## Comparison: a-Priori SBM Fitting with Different Groupings ##

It is often desirable to create models of data so we can generate new samples, learn something about the data' structure,
or for use in some larger analysis. SBM models define different connection probabilities for different communities in
a graph.

Here we enforce a community structure a-priori based a some connectome attributes or combinations thereof, and fit an SBM.
In this case, the connection probability between two blocks is simply the total number of observed connections between them,
divided by the total number of possible connections between them.

We fit these SBMs using different attributes or combinations of attributes from the connectome, and then compute the
BIC (Bayesian Information Criterion) for each model. This gives us na idea of which attributes best explain the topological
structure of the connectome.

For consistency, we use the attributes `hemisphere` (the side of the brain a neuron is on), `cell_type` (the high-level
classification of a neuron as interneuron, sensory, or motor) and their combination as groups for fitting.
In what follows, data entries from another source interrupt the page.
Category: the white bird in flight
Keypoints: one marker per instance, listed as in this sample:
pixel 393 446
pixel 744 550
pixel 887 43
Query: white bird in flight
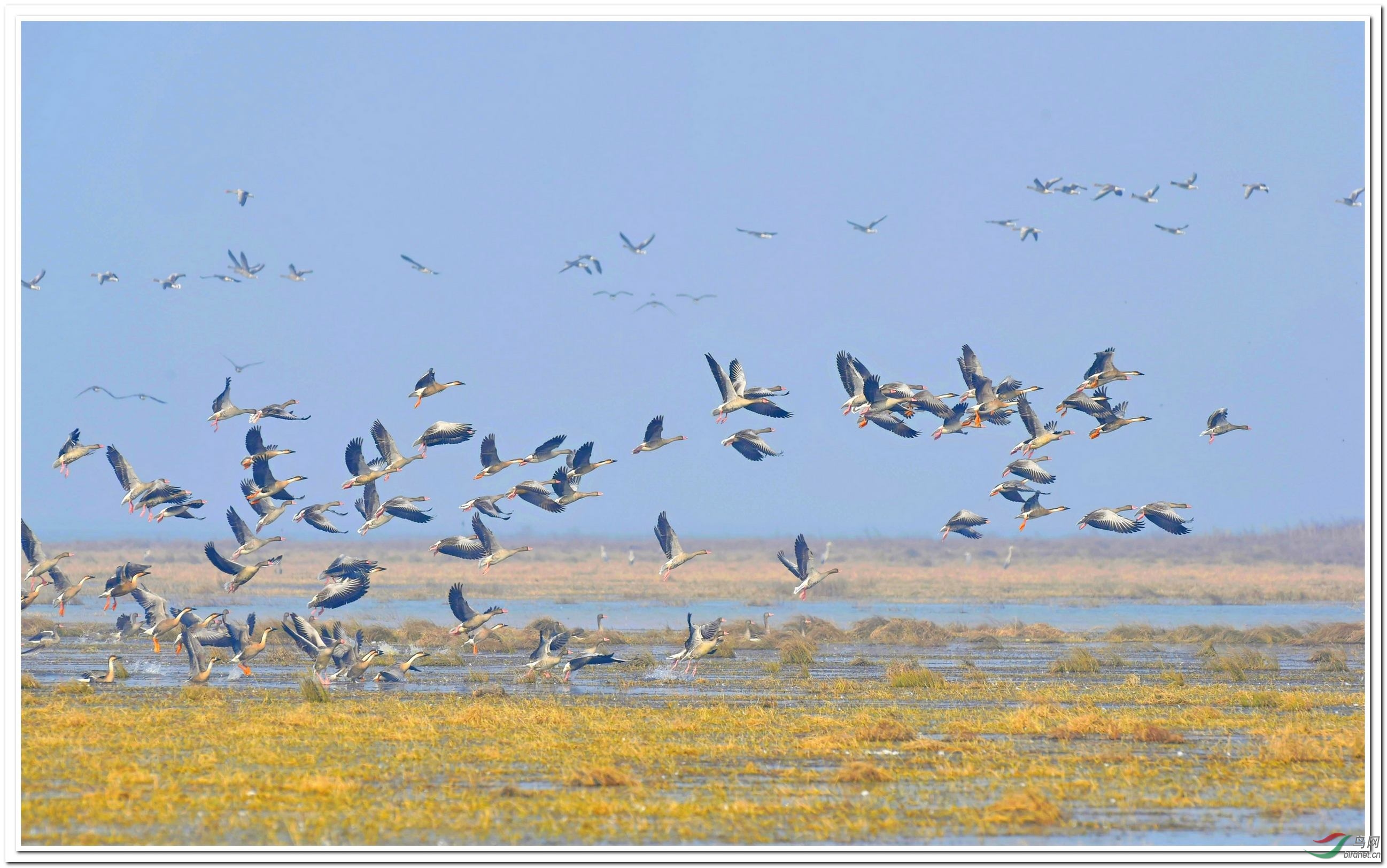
pixel 1146 197
pixel 636 249
pixel 422 269
pixel 870 228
The analysis
is only preformed on the Ciona Intestinalis Connectome, two C. Elegans Worm Wiring Connectomes, and the 8 C. Elegans
Developmental Connectomes, because only these have both these attributes defined.

*Note that the code to do the actual SBM fitting is located in `apriori_sbms.py`*

In [None]:
import os
import sys
import matplotlib.pyplot as plt
sys.path.append("../")
import graspologic as gr
from graspologic import layouts
import numpy as np
import pandas as pd
import networkx as nx
from graph import GraphIO
from apriori_sbm_code import fit_apriori_sbm

## Ciona Intestinalis ##
We'll start with the single Ciona Connectome. First we load the data:

In [None]:
path = '../json_connectomes/ciona.json'
ciona_connectome, _, _, _ = GraphIO.load(path)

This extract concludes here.